I think it would be just fine to convert to floats before calling  
Cairo. This happens with the CoreGraphics APIs on Mac OS X and it's  
not been a hindrance to our performance. However, we will be working  
on a cross-platform abstraction layer for graphics which will have  
Cairo and CG as two of the available back ends.

> Next the ported GtkWebCore code is in WebBrowser/GtkWebCore.
>
> The inital plan is to upgrade this port to the latest WebKit code
> probably as soon as WebKit is reasonalby stable.

Stable in what sense? I believe it is reasonably stable right now in  
that it doesn't crash too much or have too many regressions. However,  
the source tree is changing rapidly

However, it's pretty likely that the sources will always be changing  
rapidly.

Right now we are reworking our approach to portability. Dave Hyatt  
has mentioned it a couple of times now, but I'll say it again.

Instead of the kwq model where we emulate Qt classes, we will have a  
platform neutral abstraction layer in JavaScriptCore/kxmlcore (for  
low-level stuff that JSC might need too) and WebCore/platform (for  
higher-level things). These classes will be cross-platform as much as  
possible, but some will have platform-specific implementations. At  
the other end, we will have WebCore/bridge where platform-specific  
API bridging code will live. This will allow different platforms to  
each have a different convenient, native-feeling API to the same  
underlying engine.

> Our long term plans are pretty big.
>
>
> We want to develop a XML centric application environment on top of  
> directfb.
>
> First Directfb has a lightweight widget set called lite :) the plan is
> to get the core engine
> ported to cairo/svg and a small number of platform widgets such as
> text entry, scroll area,
> draw area and develop the rest of the widgets in SVG/(XUL ??) this
> gives a very portable and configurable implementation.
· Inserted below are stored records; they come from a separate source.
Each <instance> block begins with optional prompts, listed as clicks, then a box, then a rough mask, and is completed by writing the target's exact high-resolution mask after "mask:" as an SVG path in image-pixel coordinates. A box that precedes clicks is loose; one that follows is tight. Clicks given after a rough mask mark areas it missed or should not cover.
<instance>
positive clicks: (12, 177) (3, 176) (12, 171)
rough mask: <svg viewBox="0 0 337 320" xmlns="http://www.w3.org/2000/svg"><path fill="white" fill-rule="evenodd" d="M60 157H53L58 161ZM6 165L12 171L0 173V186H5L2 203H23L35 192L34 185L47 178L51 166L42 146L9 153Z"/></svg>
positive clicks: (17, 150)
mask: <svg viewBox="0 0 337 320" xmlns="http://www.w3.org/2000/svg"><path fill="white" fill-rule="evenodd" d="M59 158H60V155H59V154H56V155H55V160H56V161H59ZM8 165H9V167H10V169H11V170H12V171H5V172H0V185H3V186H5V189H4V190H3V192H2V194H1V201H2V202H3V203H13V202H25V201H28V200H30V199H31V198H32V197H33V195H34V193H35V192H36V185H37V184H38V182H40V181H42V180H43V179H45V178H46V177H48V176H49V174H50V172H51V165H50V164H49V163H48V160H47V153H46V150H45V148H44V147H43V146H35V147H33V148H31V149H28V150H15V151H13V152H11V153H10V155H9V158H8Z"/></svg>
Our own plans are to render the widgets almost entirely using the  
layout engine, including even text input controls. WebKit supports  
HTML editing so that's definitely feasible. We use a small bit of per- 
platform code to draw the right native looking background.

> The gtk support will be reported to wrap this core engine and
> potentially provide native replacements for the SVG widgets.
>
> Since we want the browser to be our application programming api we
> would like to break it out into three independent modules.
>
> 1.) URL/Mime/DOM/Javascript engine for us this would run as a fusion
> service similar to a mach service it communicates via shared memory in
> a multi-app environment.

I would not recommend running these components as a service  
communicating via shared memory. This will make apps really slow,  
from the locking overhead on shared data structures and message  
passing / synchronization overhead. It's not really clear what the  
win would be, either. Better for each app to just link the full library.
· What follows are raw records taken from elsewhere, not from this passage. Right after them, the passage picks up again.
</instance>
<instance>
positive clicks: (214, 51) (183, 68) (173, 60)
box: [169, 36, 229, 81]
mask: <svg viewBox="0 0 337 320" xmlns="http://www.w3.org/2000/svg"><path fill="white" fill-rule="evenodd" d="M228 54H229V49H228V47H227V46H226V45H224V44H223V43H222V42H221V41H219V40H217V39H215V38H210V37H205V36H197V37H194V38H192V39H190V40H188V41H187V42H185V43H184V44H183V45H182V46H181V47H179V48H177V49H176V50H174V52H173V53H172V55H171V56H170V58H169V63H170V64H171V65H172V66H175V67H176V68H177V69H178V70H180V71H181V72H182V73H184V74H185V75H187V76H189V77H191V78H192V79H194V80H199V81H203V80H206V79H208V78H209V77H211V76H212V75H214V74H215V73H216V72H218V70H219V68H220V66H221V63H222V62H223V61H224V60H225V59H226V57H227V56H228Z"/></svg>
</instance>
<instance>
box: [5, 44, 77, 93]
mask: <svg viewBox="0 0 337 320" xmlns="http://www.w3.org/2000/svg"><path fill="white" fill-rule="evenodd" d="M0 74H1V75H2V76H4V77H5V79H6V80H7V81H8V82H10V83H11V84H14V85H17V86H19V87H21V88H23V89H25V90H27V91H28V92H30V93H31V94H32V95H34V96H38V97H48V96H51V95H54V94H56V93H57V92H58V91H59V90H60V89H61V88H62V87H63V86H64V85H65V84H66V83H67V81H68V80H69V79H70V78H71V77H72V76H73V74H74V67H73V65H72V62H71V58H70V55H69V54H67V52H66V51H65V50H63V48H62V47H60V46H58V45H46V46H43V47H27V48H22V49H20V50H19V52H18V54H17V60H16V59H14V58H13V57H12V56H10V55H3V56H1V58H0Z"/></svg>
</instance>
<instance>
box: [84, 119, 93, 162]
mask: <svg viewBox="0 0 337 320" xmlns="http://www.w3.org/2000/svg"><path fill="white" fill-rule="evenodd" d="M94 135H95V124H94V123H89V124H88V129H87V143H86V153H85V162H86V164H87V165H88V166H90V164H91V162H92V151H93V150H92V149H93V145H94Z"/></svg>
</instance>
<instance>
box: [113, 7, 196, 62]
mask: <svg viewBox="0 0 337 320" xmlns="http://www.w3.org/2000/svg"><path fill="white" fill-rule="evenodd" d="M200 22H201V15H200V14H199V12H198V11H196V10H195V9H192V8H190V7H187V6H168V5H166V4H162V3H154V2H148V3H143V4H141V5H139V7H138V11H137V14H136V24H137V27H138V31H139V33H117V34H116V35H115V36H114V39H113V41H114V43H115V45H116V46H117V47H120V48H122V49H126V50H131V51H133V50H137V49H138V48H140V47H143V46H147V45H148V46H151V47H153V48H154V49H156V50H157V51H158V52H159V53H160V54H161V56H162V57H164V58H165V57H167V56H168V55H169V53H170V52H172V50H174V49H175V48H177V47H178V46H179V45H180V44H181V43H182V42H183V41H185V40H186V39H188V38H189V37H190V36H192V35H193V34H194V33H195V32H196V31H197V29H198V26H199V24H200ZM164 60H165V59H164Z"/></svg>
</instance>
Also, it's pretty hard to break out the DOM from CSS, rendering,  
parsing, etc.

> 2.) Rendering engines for various XML's  with only SVG/(XULish) as  
> core engines.

It's pretty difficult to design an interface such that you could plug  
in a language-specific DOM and rendering engine, for performance it  
is best to have HTML+SVG+CSS rendering all built into the core engine.
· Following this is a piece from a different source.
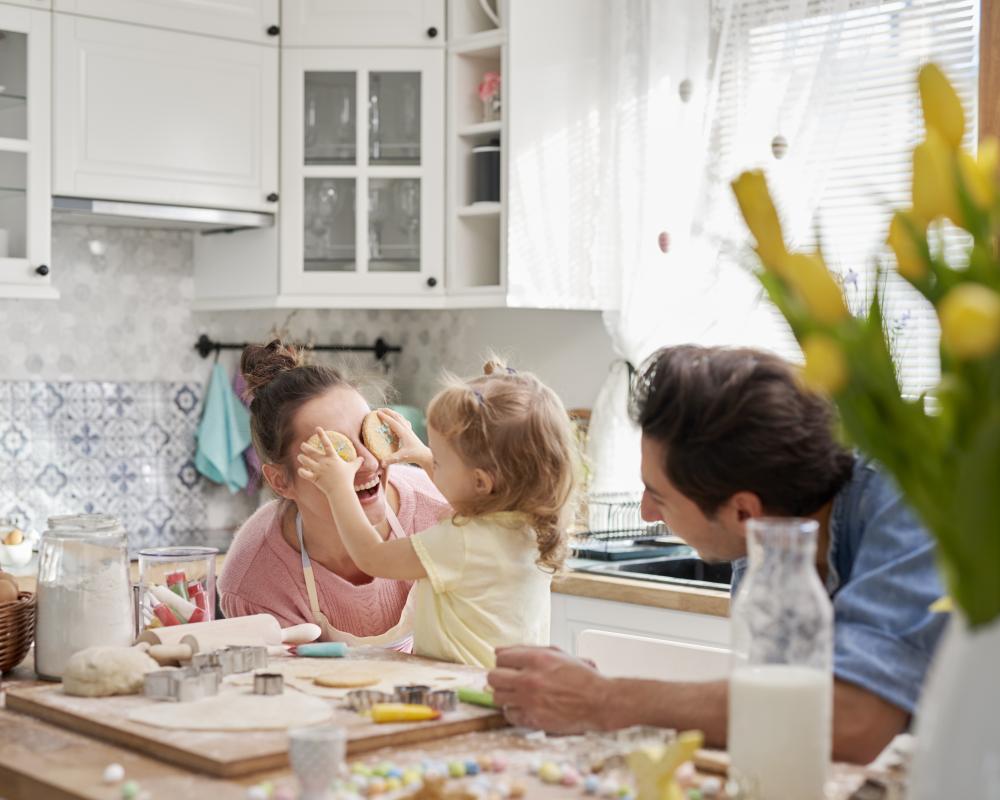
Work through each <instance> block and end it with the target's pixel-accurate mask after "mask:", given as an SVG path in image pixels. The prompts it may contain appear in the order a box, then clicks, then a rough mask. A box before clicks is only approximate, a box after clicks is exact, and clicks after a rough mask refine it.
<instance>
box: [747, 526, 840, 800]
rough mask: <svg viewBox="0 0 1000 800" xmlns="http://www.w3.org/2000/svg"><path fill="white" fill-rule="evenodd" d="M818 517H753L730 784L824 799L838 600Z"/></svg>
mask: <svg viewBox="0 0 1000 800" xmlns="http://www.w3.org/2000/svg"><path fill="white" fill-rule="evenodd" d="M818 528H819V526H818V524H817V523H816V521H815V520H809V519H791V518H790V519H752V520H750V521H749V522H748V523H747V549H748V551H749V556H750V558H749V565H748V570H747V574H746V577H745V578H744V579H743V583H742V585H741V586H740V587H739V590H738V591H737V594H736V598H735V600H734V601H733V606H732V611H731V615H730V616H731V619H732V626H733V628H732V629H733V633H732V641H733V672H732V674H731V676H730V679H729V760H730V769H729V776H730V778H731V780H732V781H733V783H734V784H735V786H734V787H733V789H735V791H731V792H730V794H731V795H733V796H735V797H737V798H739V800H822V798H823V797H825V790H824V785H825V783H826V778H827V770H828V767H829V764H830V758H831V750H832V734H833V713H832V705H833V607H832V605H831V604H830V598H829V596H828V595H827V593H826V591H825V589H824V588H823V584H822V583H821V582H820V579H819V575H818V573H817V571H816V537H817V531H818Z"/></svg>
> 3.) Everything else user and system wide preferences bookmarks actual
> browser or domain specific application, management of additional
> xml/rendering  engines etc.
>
> Finally if thats not enough I'm also working on a llvm compiler (
> apple is to :) under the gcc gcjx branch.
> Its currenty not far along and targeted for java but I'm designing it
> to work as a generic object oriented AOT and JIT compiler for
> languages such as javascript/python and ruby and most important XML. I
> feel that this will be required to get the performance needed for a
> xml desktop.

I'm not sure how compiling XML would work - it's not a programming  
language. A pre-parsed binary format can help loading but a butecode  
format doesn't really apply.

But your plans sound interesting and ambitious.